Durch den neuen Job als PA haben sich für ihn viele Türen geöffnet: „Ich darf sehr vieles von dem machen, was auch ein Assistenzarzt macht“, sagt Matko-Wehner. Ausgenommen sind nicht delegierbare ärztliche Tätigkeiten wie z.B. Bluttransfusionen oder die Indikation für Röntgenuntersuchungen. Ansonsten ist er voll in das ärztliche Team integriert: Zwei bis drei Tage pro Woche arbeitet er im OP, lagert die Patienten, assistiert während der OP und hilft beim Wundverschluss. Die restliche Zeit der Woche geht er auf Visite, wechselt Verbände, erledigt Dokumentation und Computerarbeit, täglich von 7 bis 16 Uhr. „Das ist natürlich viel Verantwortung und man muss viel lernen – aber wenn man etwas gerne tut, lernt man alles“, sagt er.
Dr. Martin Lucke, einer seiner Chefs, ist froh, dass er ihn hat:
„Engagierte PAs wie Milan arbeiten einfach super. Wenn Sie als Schulabgänger sechs Jahre Medizin studieren, haben sie danach zwar ein Staatsexamen und wissen sehr viel, können aber noch wenig.
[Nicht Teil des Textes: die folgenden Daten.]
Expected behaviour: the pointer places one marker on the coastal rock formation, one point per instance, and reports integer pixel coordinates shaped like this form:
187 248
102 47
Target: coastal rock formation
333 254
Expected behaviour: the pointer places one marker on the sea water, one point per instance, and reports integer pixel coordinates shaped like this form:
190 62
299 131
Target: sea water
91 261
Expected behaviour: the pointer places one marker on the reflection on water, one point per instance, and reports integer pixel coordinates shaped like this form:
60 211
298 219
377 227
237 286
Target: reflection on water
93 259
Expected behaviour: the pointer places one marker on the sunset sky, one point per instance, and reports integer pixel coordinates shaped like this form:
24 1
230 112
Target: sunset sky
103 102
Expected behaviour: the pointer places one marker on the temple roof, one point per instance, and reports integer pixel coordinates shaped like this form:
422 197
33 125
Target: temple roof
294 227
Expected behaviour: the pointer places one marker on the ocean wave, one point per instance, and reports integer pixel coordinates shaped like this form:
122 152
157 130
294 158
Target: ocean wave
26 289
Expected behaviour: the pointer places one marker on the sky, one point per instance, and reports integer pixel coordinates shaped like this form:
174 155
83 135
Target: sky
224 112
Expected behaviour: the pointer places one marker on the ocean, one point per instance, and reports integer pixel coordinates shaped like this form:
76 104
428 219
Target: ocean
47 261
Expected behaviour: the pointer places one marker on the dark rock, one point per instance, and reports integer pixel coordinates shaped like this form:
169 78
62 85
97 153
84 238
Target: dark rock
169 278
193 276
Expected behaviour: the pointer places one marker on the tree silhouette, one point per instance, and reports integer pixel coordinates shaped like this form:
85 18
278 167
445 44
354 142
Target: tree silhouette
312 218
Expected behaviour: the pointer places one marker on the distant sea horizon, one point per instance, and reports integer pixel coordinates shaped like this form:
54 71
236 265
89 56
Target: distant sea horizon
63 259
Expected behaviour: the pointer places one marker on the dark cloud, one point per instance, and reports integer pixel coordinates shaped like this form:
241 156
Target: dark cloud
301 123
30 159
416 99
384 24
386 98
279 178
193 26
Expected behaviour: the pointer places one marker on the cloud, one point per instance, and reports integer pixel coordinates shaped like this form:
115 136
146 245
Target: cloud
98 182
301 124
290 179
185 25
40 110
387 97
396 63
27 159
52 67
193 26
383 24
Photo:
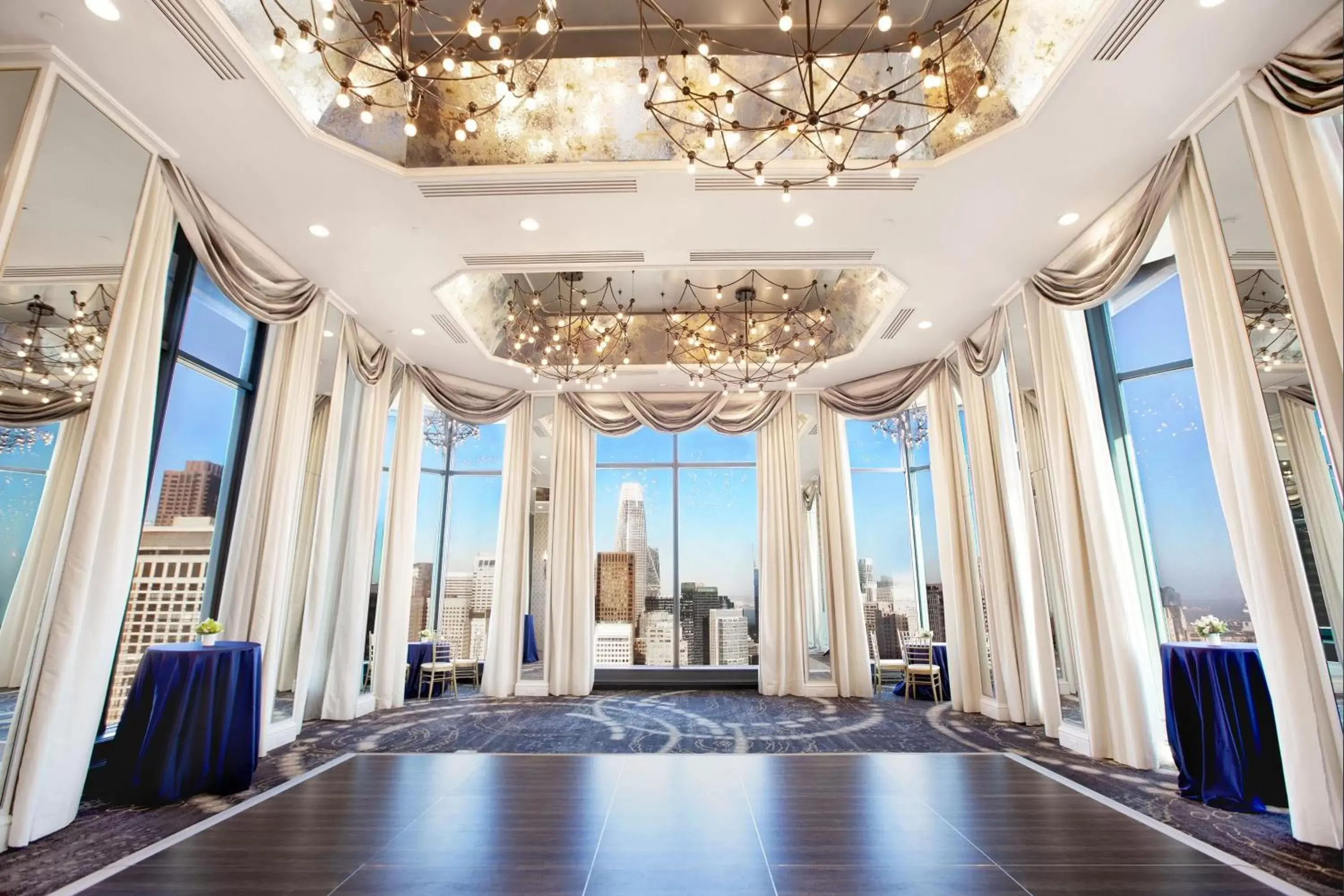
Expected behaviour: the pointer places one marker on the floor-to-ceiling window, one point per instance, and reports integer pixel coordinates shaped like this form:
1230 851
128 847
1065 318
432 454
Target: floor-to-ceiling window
676 578
1158 431
211 354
Ein PA wie Milan hingegen hat eine sehr breite, profunde Ausbildung und kann mittlerweile unheimlich viel“. Natürlich sei Matko-Wehner kein Arzt. Aber wenn er mit ihm zusammen operiere, wisse er einfach, dass er sich voll auf ihn verlassen kann. „Er lagert den Patienten richtig, kennt die Operationsschritte genau und ist eine hervorragende Assistenz“. Da Matko-Wehner nicht am ärztlichen Bereitschaftsdienst in der Klinik teilnimmt, steht er zudem jeden Tag zur Verfügung – im Gegensatz zu den Assistenzärzten, die Dienste machen.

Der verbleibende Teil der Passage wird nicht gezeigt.